Another day,  another gig. This time it was for Eddie Izzard. A month or so ago I got a tweet from Soho Theatre saying the was doing a  triple header of his Force Majeure show. I’ve not been at the Soho Theatre since seeing Pete Firman (the magician) last year. One I thing I noticed for Pete’s show is that they now do allocated seating at the venue’s theatre room. This is great news as you no longer have the mental queuing starting 15 minutes before the doors open as your tickets have your seat number.

The reason for the triple bill was he was going to perform the show in French, German and English. When I booked the tickets I checked over and over again to make sure I got tickets for the correct show.

 

The tickets I purchased were at the end of a row and when we arrived at our seats there was someone already in them. The conversation went like this.

“Excuse me, I think these are our seats.”
‘Yeah. I want to sit next to my friends and I have an extra ticket so I’m going sit here. You can have my seats.’
(he pointed to two seats in the middle of the row in front).
“No thanks, I think I’d prefer to have the seats I’d purchased.”
‘But I want to sit next to my friends!’
“I understand, but we’d prefer our seats.”

The guy reluctantly left our seats and moved to his seat. I go for end seats as you aren’t as squeezed and I can stretch my legs out in the aisle. Does that make me an arse for not moving? Its not my fault he couldn’t buy seats together. Anyway…this has little to do with Eddie’s show.

There was no fan-fare for Eddie to come out to, the lights dimmed and he walked out from behind the curtain. There was a rapturous applause immediately and the show started.

I remember seeing Eddie Izzard’s first video show and finding him hilarious. By the 3rd one I found his surrealism not to my taste. I still laughed but not as much as the first show. Unfortunately this show felt more like the 3rd show than the 1st.

He had already performed the show twice that evening, in two other languages, and that might have affected the energy her performed with. Some of his ad-libs didn’t hit the spot and occasionally his surrealism lost steam – “I’m a transvestite…..in a ……..skip.” – it felt like he didn’t have the confidence in the ending of the sentence.
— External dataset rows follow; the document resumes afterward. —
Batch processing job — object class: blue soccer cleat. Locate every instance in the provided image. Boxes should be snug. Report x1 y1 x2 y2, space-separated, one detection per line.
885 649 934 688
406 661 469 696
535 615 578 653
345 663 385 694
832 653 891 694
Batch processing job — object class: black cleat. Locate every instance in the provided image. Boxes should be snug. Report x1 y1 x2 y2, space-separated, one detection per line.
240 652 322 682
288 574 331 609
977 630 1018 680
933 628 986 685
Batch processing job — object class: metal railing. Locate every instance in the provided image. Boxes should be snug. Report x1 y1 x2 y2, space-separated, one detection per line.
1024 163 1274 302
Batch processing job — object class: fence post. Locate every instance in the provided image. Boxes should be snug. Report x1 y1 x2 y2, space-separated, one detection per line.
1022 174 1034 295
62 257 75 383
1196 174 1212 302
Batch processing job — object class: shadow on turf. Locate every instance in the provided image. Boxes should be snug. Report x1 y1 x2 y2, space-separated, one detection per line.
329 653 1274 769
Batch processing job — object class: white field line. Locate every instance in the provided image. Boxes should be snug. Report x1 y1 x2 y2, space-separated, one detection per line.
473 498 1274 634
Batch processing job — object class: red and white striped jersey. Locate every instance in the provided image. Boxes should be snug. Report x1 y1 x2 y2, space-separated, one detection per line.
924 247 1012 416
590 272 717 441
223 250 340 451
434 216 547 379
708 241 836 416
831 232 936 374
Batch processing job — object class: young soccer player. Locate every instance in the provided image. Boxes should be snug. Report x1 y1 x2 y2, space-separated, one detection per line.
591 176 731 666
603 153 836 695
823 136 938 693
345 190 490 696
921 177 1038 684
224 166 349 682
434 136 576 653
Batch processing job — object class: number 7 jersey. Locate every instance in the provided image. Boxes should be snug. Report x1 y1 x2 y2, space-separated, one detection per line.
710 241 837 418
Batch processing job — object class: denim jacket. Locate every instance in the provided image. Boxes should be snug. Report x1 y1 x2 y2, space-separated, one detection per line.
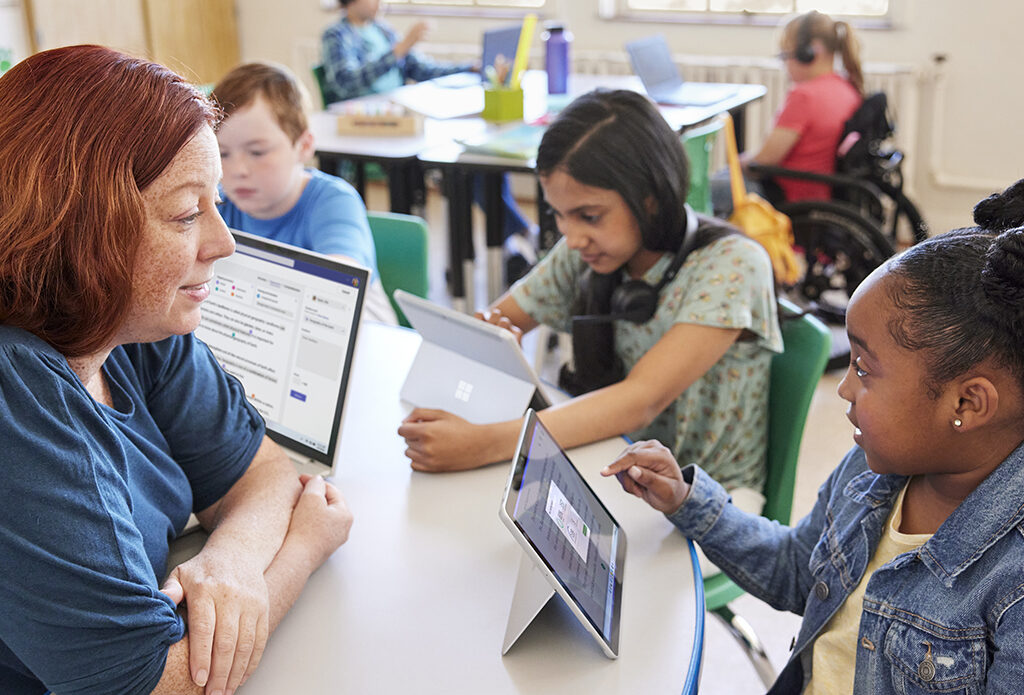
669 444 1024 695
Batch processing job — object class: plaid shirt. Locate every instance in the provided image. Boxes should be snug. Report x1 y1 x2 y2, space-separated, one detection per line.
323 17 473 103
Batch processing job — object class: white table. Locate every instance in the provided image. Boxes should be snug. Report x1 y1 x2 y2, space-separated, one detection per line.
310 70 766 312
241 323 695 695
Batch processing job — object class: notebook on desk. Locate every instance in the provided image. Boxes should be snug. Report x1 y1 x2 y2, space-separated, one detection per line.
394 290 550 424
196 231 369 475
456 123 546 162
626 34 736 106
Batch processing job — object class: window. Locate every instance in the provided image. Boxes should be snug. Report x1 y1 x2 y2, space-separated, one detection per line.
602 0 890 18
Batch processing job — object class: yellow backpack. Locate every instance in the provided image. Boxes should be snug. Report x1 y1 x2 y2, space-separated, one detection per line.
722 114 801 287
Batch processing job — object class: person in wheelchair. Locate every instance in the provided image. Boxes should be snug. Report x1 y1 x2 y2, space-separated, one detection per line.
712 10 864 216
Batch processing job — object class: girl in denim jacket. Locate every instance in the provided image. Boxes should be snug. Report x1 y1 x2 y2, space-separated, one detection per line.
604 181 1024 695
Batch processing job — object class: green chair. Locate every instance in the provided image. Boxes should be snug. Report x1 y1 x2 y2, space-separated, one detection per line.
703 299 831 688
367 212 428 328
312 62 327 108
683 120 723 215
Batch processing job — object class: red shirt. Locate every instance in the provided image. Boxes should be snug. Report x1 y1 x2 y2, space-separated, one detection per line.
775 73 862 201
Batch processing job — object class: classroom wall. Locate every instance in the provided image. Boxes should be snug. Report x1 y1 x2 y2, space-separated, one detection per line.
205 0 1024 235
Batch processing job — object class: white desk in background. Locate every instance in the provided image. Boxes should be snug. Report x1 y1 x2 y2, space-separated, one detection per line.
310 71 766 311
241 323 696 695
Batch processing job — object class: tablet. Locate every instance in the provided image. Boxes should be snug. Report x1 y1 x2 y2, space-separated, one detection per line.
394 290 550 424
499 409 626 658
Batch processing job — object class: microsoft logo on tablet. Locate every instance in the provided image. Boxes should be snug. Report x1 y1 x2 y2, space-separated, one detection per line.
455 380 473 403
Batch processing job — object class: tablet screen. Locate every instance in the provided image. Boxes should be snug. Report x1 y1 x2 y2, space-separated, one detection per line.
505 412 626 649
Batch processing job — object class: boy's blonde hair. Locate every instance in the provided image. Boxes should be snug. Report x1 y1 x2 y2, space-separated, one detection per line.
212 62 311 143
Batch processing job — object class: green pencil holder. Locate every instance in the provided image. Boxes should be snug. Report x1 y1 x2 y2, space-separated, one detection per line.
480 87 522 122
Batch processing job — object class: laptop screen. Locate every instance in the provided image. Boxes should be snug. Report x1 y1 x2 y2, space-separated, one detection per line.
196 231 369 466
626 34 682 91
480 25 522 84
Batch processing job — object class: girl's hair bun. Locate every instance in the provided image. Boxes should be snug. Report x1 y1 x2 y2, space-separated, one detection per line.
974 179 1024 231
981 229 1024 307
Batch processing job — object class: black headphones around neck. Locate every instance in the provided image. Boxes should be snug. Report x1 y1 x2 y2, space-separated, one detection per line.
793 10 817 66
572 204 699 323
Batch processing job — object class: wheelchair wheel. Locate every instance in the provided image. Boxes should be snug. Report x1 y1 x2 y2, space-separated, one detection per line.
778 201 894 325
894 192 928 244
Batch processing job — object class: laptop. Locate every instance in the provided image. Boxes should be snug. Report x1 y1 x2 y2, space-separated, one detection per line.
394 290 551 425
196 230 370 475
388 25 521 119
498 410 626 658
626 34 736 106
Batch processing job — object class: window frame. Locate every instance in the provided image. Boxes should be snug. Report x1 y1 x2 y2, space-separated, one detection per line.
597 0 898 29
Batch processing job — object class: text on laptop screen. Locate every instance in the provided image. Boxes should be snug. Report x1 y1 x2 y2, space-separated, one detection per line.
196 233 367 464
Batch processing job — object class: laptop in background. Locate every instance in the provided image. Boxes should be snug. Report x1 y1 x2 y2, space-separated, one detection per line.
196 230 370 475
394 290 550 424
480 25 522 84
388 25 521 119
626 34 736 106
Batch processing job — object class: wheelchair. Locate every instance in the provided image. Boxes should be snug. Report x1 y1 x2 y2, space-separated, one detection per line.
750 92 929 329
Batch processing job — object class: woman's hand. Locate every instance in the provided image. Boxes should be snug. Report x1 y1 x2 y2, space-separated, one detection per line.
473 306 522 345
398 407 490 473
161 548 269 693
601 439 690 514
285 474 352 567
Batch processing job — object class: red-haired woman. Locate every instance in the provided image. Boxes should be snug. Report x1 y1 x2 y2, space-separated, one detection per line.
0 46 351 694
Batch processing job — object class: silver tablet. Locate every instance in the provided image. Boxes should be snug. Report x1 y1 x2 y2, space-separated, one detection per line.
499 409 626 658
394 290 549 424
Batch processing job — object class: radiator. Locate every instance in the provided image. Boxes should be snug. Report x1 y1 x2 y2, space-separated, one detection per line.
292 39 926 192
572 51 924 190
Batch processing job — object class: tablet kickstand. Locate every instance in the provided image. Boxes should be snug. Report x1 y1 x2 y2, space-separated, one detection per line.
502 551 555 655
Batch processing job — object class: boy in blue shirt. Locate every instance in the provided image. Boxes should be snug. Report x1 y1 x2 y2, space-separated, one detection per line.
213 62 397 324
323 0 537 284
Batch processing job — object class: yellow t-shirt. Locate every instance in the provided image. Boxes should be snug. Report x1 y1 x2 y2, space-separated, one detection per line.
804 481 932 695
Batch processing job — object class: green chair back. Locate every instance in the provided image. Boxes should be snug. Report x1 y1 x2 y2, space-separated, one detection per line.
683 120 723 215
705 299 831 611
367 212 428 328
312 62 327 108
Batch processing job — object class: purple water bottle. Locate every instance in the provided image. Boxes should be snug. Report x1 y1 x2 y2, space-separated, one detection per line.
544 21 572 94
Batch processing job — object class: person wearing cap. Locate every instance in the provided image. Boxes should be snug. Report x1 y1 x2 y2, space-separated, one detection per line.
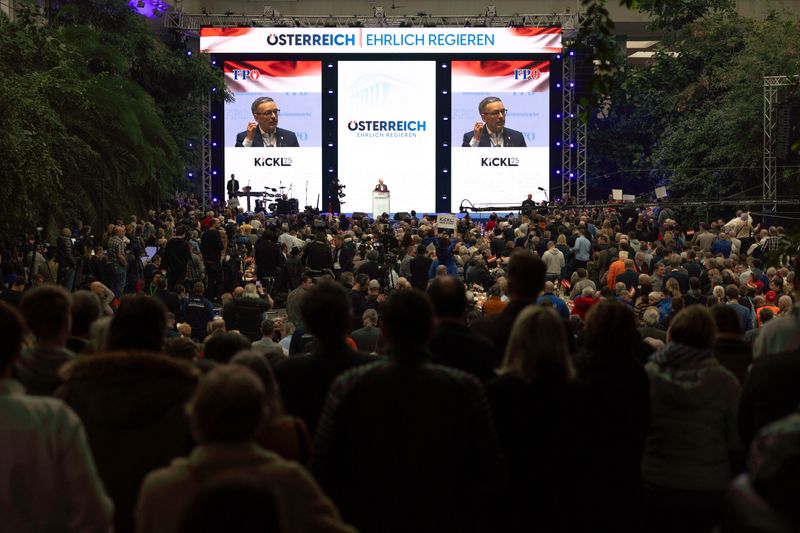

I did have a proper chuckle at the death of Caeser, mainly due to the word play with the other characters in the scene. I also enjoyed the act-out of Martin Luther hammering his 95 theses to the church door. This was performed in German and the whole audience understood everything that was happening even if, like me, they didn’t consider German to be a language they spoke. The show started talking about human sacrifice and ended talking about olympic dressage and dressage horse burglars. Very ‘out there’ as a concept but there was much laughing through-out the theatre. The show ended and Eddie added a few words afterwards about staying engaged in politics and not giving up the good fight against those who want see the UK as a protective Island that doesn’t welcome people.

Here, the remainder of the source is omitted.